Is there a block equivalent to cub::DeviceSegmentedReduce

One possible approach:

Given a value array:

{0, 2, 1, -2, 0, 3, 4}

and a flag array which marks the end of each segment (inclusive):

{0, 1, 1, 0, 1, 0, 1}

we could perform an ordinary prefix sum on the value array:

{0, 2, 3, 1, 1, 4, 8}

and then compute the segment sum results by subtracting values at the flag positions:

prefix sum:                {0, 2, 3, 1, 1, 4, 8}
flags:                     {0, 1, 1, 0, 1, 0, 1}
segment sums:              {   2, 1,   -2,    7}

it might not be obvious how to get to the segment sums.

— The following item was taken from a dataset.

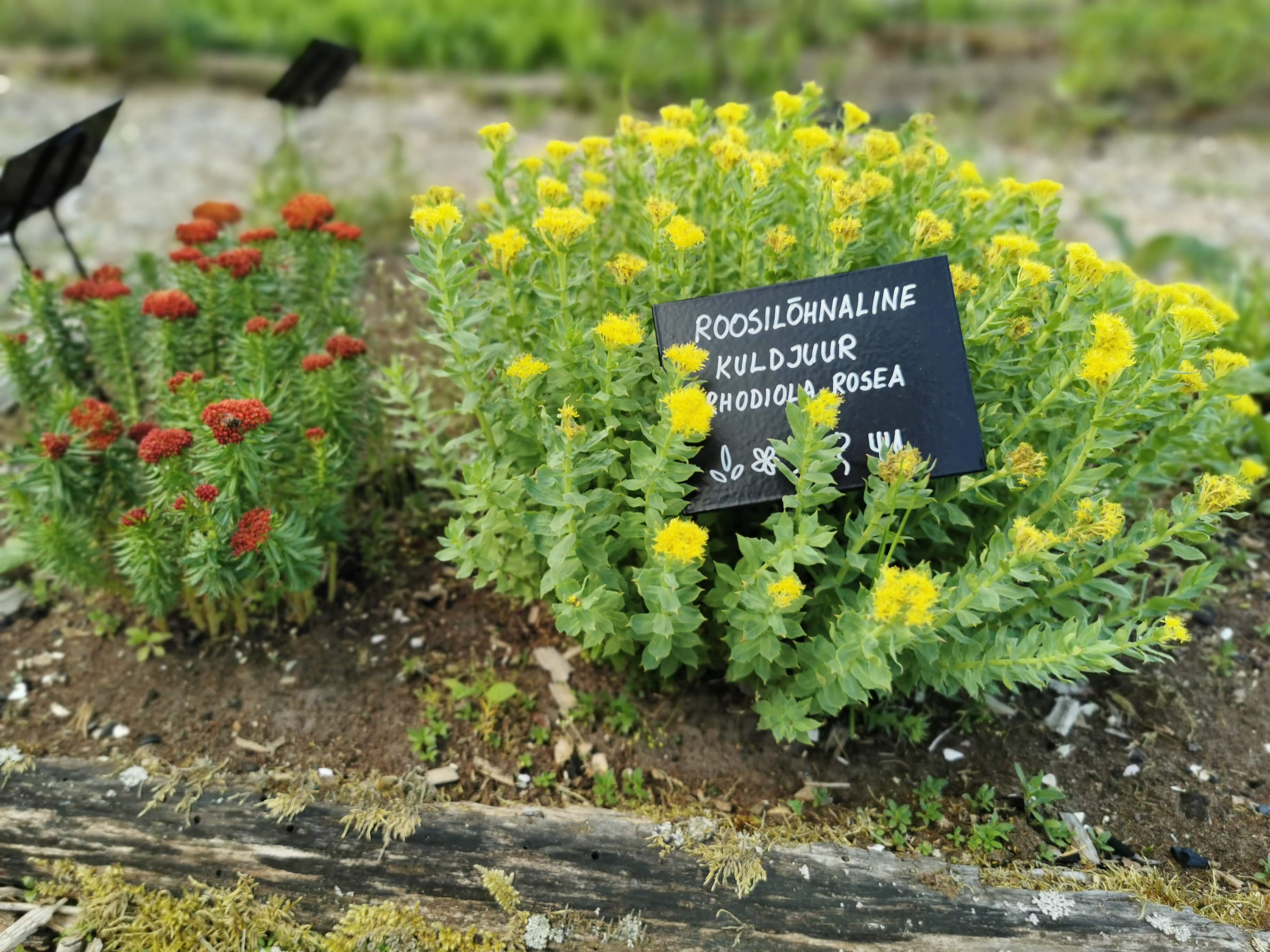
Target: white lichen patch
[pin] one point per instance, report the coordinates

You could do a typical parallel stream-compaction operation on the prefix sums, selecting the values indicated in the flag array. Then do an adjacent difference, prepending 0 to the stream-compacted array.

prefix sum:                {0, 2, 3, 1, 1, 4, 8}
flags:                     {0, 1, 1, 0, 1, 0, 1}
stream-compacted:          {2, 3, 1, 8}
prepend 0:                 {0, 2, 3, 1, 8}
adjacent diff:             {   2, 1,-2, 7}

Therefore, given a parallel prefix sum implementation at the block level (which cub provides) and using it for both the values prefix-sum as well as the stream compaction op, that could be a roadmap to create a block-level segmented sum using other “primitives” - prefix sum, indexed copy, and adjacent difference.

striker159 may know of a more elegant approach